Are you two okay? You sound weary.

Yes, they both said. But it was a long night.

I pushed up into a sitting position—an action that not only sent the roaches into a fever pitch and had sweat dripping down the side of my face, but also had the chains on my wrists snapping tight. Those chains were solid silver and would have burned the hell out of me if I’d been, as my RFID chip said, a full shifter. I wasn’t, so they did little more than warm my skin.

Of course, it also told my jailers that my RFID chip had been tampered with.

I shifted my butt backwards until my spine was pressed against the wall and then hugged my knees to my chest in an effort to keep upright. It was a position that pulled the chains on both my ankles and wrists tight, but I didn’t care. The roaches now seemed intent on eating my brain and the pain was unlike anything I’d ever experienced before. They’d obviously upped the dosage this time. I closed my eyes and breathed in slowly—deeply—until the sensation faded enough to think. Speak.

What happened while I was out of it?

They gave you a truth drug when you started showing signs of awareness. Exhaustion ran through Bear’s mental tone. Hedda Lang was here, interrogating you.

And? I asked, my heart suddenly somewhere in the middle of my throat.

She got nothing about any of us, Cat replied. Not the bunker, not who we are—who you really are—and nothing about Nuri, Jonas, or anyone else.

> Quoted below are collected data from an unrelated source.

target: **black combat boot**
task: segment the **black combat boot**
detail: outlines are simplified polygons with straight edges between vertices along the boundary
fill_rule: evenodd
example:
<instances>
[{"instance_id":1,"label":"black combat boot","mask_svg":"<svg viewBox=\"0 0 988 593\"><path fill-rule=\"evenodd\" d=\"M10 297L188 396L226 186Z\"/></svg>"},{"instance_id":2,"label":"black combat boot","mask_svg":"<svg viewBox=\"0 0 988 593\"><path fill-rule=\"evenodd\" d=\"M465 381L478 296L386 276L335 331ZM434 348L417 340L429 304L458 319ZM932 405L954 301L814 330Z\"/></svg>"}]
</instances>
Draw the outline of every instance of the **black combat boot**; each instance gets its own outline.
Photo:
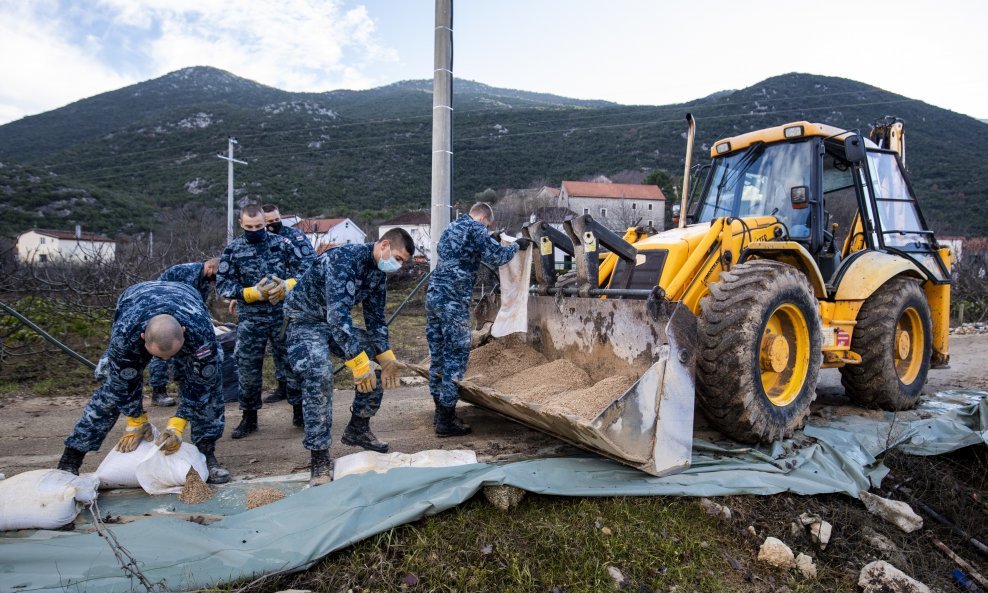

We made sure of it.

A mix of astonishment and pride at their initiative ran through me. How did you manage that against someone like Dream?

You know how we created the deeper connection that allowed us to taste the macaroon? Bear said. We did that, but instead of sharing taste, we were able to curtail what you said.

Oh Rhea, no wonder they were so damn tired! If I could hug you two without making those watching the cameras suspicious, I would. But it was a damn big risk to take with Dream in the room. If she’d sensed you—

But she couldn’t, Cat said. This room is shielded against psychic and magical intrusion. It restricts her.

If that’s the case, why is it not stopping me from conversing with you?

Because we three are one, Cat said. It was only the drugs that stopped you hearing us earlier.

So where are we?

In specialized holding cells under the Ministry of Home Defense building, Bear said. You have been here for two days.

Two days? That wasn’t good, given Nuri’s three days until hell breaks out declaration. If she w

as right, then that event would happen tonight.